Gibney: I doubt it, but you never know. In “Enron,” I do know that the prosecuting attorney–the guy who wrote the opening argument for the prosecution–was caught in a Houston hotel room and clicked on the Pay-per-View and noticed “Enron: The Smartest Guys in the Room” and he watched it, and he pilfered his opening argument from the opening of the film.

CS: Obviously, we have an election coming up next year, and between the three movies, you’ve exposed a lot of things the current administration has done wrong…

Gibney: Oh, I got one more coming.

CS: But is the next administration completely screwed because they’re going to have so much of this stuff dumped in their lap that they’ll have to figure out how to fix? And is this stuff completely irrepairable?

Gibney: (Is there) no way out? No, I think there’s a way out. The way out is to reckon with the past. That’s how you find a way forward in the future. To try to chart a path and to… what has been done can always be undone. We can forge a new… and at the very least, we can hope that the next administration is at least more competent.

CS: Do you think that they really know what they’re in for and what they’ll have to deal with? And I’m talking either Republican or Democrat here. Is it important to reach out to them with films like this?

Gibney: Right, I would hope so. I would hope they would reckon with what’s gone on to date before they blithely step out into the future.

CS: As far as this new doc “Gonzo”, how did that come about? Were you making that at the same time as you were finishing this up?
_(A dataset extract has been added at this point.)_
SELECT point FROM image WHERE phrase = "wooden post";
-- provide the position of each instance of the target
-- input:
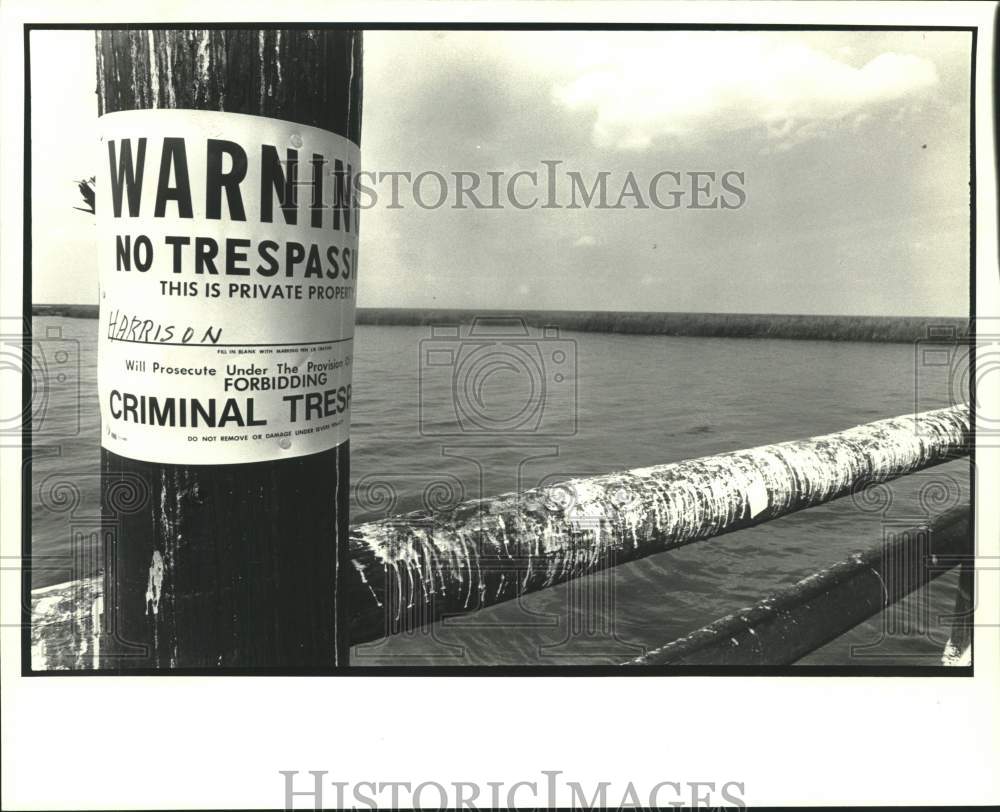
(232, 565)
Gibney: It was an assignment that was given to me, and it came out at the same time that I had been reading about Hunter (Thompson) and thinking about him not long after he died–he committed suicide–so I took it on. It was a hellish and also a wonderful experience. It took a long time to do, but we’re done, and I think it’s pretty good.

CS: So “Taxi” has been done for a while, I guess.

Gibney: “Taxi” was at Tribeca, so it was finished by then–just barely–and “Gonzo” like I said, I’m still mixing it.

Taxi to the Dark Side opens in New York and Los Angeles on Friday, January 18.